Cities invariably comprise neighbourhoods. To begin to understand built environment inaccessibility at the neighbourhood scale, the built environment mindset must change to properly engage with complex, socio-ecological, public-realm (public space) built environments. Design practice must improve its neighbourhood site analysis approach, going beyond private, contractual site boundaries and immediate physical surrounds, to understanding end-user experiences, neighbourhood journeys, and the broader scale of (in)accessibility. Industry attitudes, practice approaches and the way disability is positioned by industry must change to embrace processes that necessitate diverse actors working together across multiple disciplines and sectors with people with disability being core actors in decision-making.
We believe that opportunities exist in building industry interest and capacity. Research-informed built environment practice embracing systems-thinking, human rights-based approaches, and transdisciplinarity can be effective for aggravating industry change and the way industry positions disability.

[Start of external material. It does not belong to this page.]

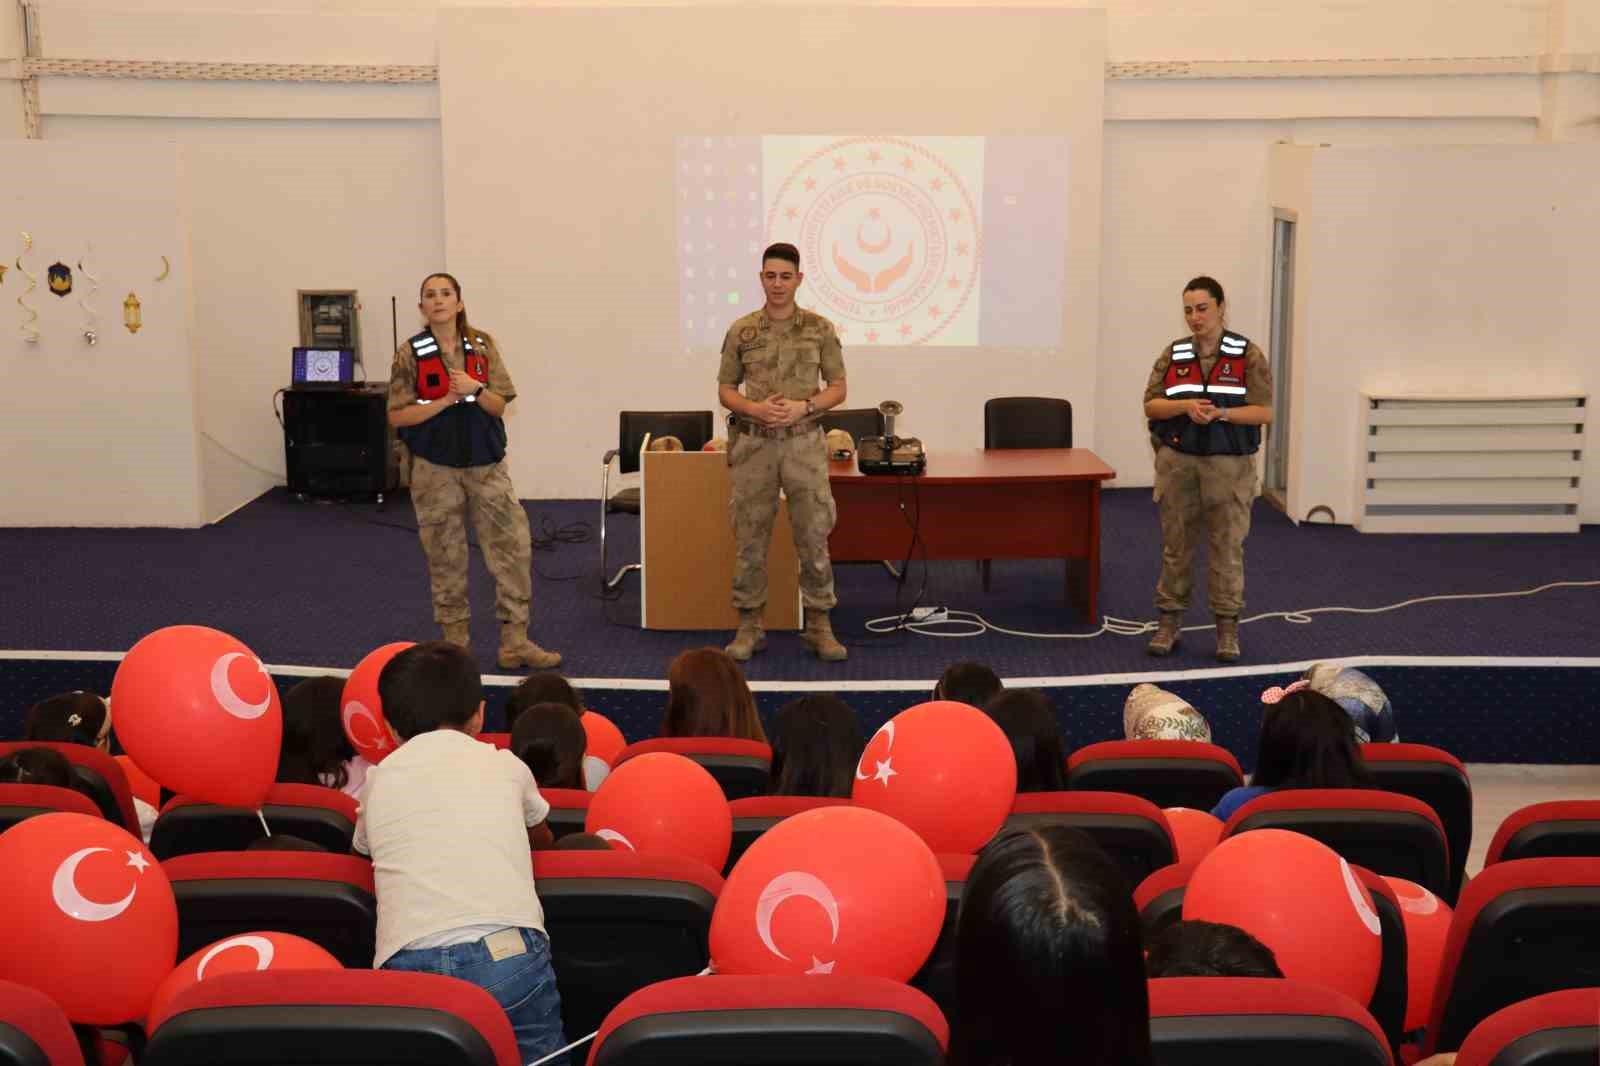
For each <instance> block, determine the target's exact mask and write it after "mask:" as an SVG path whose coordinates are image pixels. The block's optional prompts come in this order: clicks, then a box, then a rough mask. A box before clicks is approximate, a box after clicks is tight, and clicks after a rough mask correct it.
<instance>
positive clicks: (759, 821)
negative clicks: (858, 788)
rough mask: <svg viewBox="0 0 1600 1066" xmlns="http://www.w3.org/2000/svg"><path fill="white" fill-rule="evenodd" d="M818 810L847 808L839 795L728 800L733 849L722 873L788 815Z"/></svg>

This paper adopts an analytical, collaborative autoethnographic approach, examining case studies of neighbourhood-scale accessibility assessment, outputs from activities questioning why built environment practitioners believe inaccessibility exists, and self-reflection on 10 to 35+ years of working in architectural practice. Importantly, this paper argues that in working towards achieving universally accessible public spaces for all, built environment practitioners, and architects in particular, must accept accountability for the impact of their actions on people with disabilities’ lived experiences.